Interspecies differences in the kinetic properties of deoxycytidine kinase elucidate the poor utility of a phase I pharmacologically directed dose-escalation concept for 2-chloro-2'-deoxyadenosine.

2-Chloro-2'-deoxyadenosine (CdA, Cladribine), is a purine antimetabolite currently under investigation in phase II clinical trials for the treatment of lymphoid malignancies. Significant differences in CdA toxicity between mice and humans were observed during phase I clinical evaluation. For the elucidation of interspecies differences in drug toxicity the pharmacokinetics of CdA after subcutaneous injection and the kinetic properties of the CdA-phosphorylating enzyme, deoxycytidine kinase (dCK), were compared in mice and humans. The ratio of the dose lethal to 10% of mice (LD10) to the maximum tolerated dose (MTD) in humans was 50 and the ratio of the area under the curve obtained at approximately one-half the LD10 (AUCapprox. one-half the LD10)/AUC(MTD) was 49. A significant interspecies difference was observed in the kinetic properties of dCK, the main CdA-activating enzyme. With CdA as a substrate, the Michaelis constant (Km) of dCK in crude extracts of mouse thymus was 10 times higher than that in human thymus. An approximately 9-fold interspecies difference in maximum velocity (Vmax)/Km indicated a higher efficiency of dCK for CdA in humans than in mice. The peak plasma concentration was 210 times higher and exceeded the Km in mice.
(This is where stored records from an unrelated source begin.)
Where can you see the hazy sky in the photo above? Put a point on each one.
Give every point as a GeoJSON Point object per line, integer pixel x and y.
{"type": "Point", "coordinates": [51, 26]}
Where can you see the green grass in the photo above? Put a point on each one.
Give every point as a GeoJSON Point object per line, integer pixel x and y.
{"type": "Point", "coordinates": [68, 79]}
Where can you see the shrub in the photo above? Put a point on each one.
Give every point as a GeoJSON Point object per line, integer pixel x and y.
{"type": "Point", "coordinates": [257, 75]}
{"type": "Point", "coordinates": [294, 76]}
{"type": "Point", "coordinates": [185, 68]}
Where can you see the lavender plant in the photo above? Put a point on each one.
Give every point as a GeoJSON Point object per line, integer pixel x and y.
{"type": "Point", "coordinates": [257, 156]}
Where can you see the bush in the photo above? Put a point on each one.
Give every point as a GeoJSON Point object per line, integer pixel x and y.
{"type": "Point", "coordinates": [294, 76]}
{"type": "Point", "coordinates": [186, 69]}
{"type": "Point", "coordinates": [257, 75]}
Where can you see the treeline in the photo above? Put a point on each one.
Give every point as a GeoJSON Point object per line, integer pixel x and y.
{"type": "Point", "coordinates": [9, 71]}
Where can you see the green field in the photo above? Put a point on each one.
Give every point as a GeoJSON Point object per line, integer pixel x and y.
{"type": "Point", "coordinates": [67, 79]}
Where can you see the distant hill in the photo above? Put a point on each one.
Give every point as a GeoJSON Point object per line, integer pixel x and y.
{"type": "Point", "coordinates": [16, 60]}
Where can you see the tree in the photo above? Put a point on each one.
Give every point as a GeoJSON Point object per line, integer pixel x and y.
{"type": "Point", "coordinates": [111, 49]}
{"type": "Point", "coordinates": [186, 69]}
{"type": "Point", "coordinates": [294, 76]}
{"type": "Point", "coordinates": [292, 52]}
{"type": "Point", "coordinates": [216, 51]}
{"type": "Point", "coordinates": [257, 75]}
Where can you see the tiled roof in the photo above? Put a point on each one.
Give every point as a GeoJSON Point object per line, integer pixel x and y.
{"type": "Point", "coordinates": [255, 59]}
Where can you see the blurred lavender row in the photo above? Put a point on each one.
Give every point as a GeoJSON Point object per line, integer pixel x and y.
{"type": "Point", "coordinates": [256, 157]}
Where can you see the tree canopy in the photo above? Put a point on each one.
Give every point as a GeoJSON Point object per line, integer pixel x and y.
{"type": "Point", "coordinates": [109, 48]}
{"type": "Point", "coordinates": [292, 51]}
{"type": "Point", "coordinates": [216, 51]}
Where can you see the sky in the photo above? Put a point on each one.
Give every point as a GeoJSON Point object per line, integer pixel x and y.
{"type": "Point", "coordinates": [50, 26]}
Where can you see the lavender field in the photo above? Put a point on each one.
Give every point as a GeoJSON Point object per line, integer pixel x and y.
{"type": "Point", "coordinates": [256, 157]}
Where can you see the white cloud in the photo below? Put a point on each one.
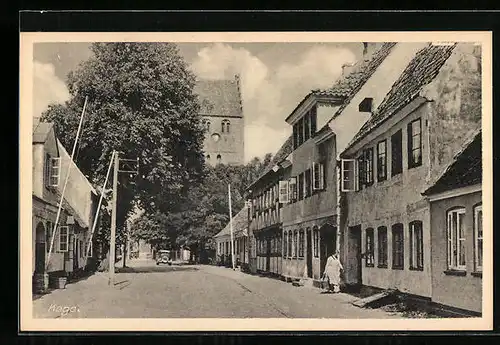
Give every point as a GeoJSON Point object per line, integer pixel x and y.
{"type": "Point", "coordinates": [269, 97]}
{"type": "Point", "coordinates": [47, 88]}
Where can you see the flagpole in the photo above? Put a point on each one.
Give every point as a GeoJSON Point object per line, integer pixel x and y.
{"type": "Point", "coordinates": [231, 224]}
{"type": "Point", "coordinates": [65, 184]}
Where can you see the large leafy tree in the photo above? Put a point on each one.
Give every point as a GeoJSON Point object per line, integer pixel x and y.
{"type": "Point", "coordinates": [140, 102]}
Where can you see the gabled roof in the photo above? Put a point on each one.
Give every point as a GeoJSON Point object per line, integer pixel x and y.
{"type": "Point", "coordinates": [346, 87]}
{"type": "Point", "coordinates": [465, 170]}
{"type": "Point", "coordinates": [421, 70]}
{"type": "Point", "coordinates": [41, 131]}
{"type": "Point", "coordinates": [280, 156]}
{"type": "Point", "coordinates": [240, 222]}
{"type": "Point", "coordinates": [219, 97]}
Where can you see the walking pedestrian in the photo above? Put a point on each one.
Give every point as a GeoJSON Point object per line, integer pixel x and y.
{"type": "Point", "coordinates": [333, 269]}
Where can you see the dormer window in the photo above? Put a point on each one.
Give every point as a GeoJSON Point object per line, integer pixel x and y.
{"type": "Point", "coordinates": [366, 105]}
Initial and terminal half-lives were approximately 7 times shorter in mice and trough levels were similar in mice and humans. Thus, the differences in AUCs at equitoxic doses are largely explained by differences in the target enzyme properties and the pharmacokinetic pattern. The observed lower tolerance for CdA in humans as compared with mice confirms the view that antimetabolites may not be good candidates for pharmacokinetically guided dose-escalation schemes unless detailed information on interspecies variability in drug bioactivation is available.